Friday, January 11, 2013

Quality Child Care Can Grow the Economy

According to the UC Berkeley report "Economic Impacts of Early Care and Education in California" by Jennifer MacGillvary and Laurel Lucia from  August 2011, over 850,000 children in California use child care. The child care industry in California brings in over 5.6 billion dollars annually in receipts.
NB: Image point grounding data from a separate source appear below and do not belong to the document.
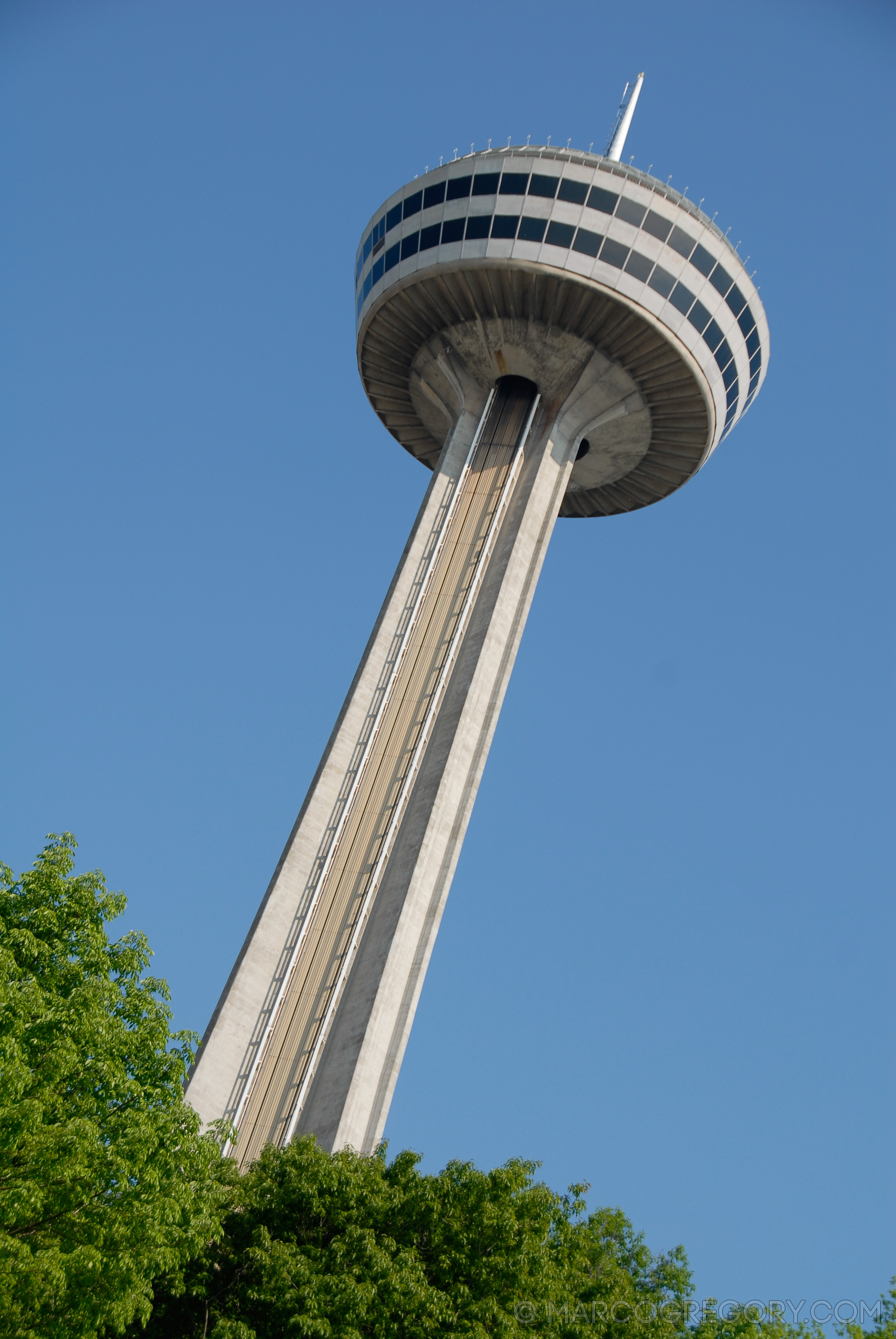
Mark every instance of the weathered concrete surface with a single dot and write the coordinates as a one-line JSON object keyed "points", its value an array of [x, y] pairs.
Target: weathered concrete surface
{"points": [[347, 1101]]}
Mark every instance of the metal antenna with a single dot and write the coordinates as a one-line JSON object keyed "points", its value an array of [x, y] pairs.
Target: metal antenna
{"points": [[616, 141]]}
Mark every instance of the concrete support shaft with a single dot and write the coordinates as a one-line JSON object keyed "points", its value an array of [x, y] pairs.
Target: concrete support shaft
{"points": [[346, 1102]]}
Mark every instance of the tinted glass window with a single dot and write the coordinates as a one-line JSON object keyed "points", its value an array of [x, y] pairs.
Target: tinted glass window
{"points": [[639, 266], [631, 212], [532, 229], [662, 281], [505, 225], [574, 191], [479, 227], [713, 335], [562, 235], [485, 184], [702, 260], [721, 280], [681, 243], [460, 188], [587, 243], [545, 186], [681, 298], [745, 322], [736, 300], [657, 225], [614, 254], [724, 354], [603, 200]]}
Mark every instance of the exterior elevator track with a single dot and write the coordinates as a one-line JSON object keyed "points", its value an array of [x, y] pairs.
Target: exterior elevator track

High-quality child care can grow California's economy by:
  • Boosting parent's participation & productivity in the workplace. Quality, stable child care not only enables parents to work, but improves their productivity.
  • Improving businesses' bottom lines by reducing absenteeism, reducing turnover, and enhancing productivity.
  • Supporting women's careers and earnings. When women exit the workforce, even temporarily, their skills depreciate and they lose seniority- effecting their career opportunities and earning power.
  • Quality child care programs support student parents and thereby help create a more skilled workforce.
  • Offering a high return on investment.  High-quality child care programs offer society a return on investment of $2.69-$7.16 for every dollar invested. Savings come from a healthier, skilled workforce who had a rich early childhood experience.
  • Increasing purchasing power. Quality child care enables parents to fully participate in the workforce increasing their buying power. The use of quality child care creates jobs in the early childhood field. Both the parents and the child care providers have increased buying power, in turn creating more jobs.
Quality early childhood programs create productive, educated workforces with purchasing power AND invests in the future by supporting the strong development of children and future workforces.

Support the field of Early Childhood Education- California's economy depends upon it.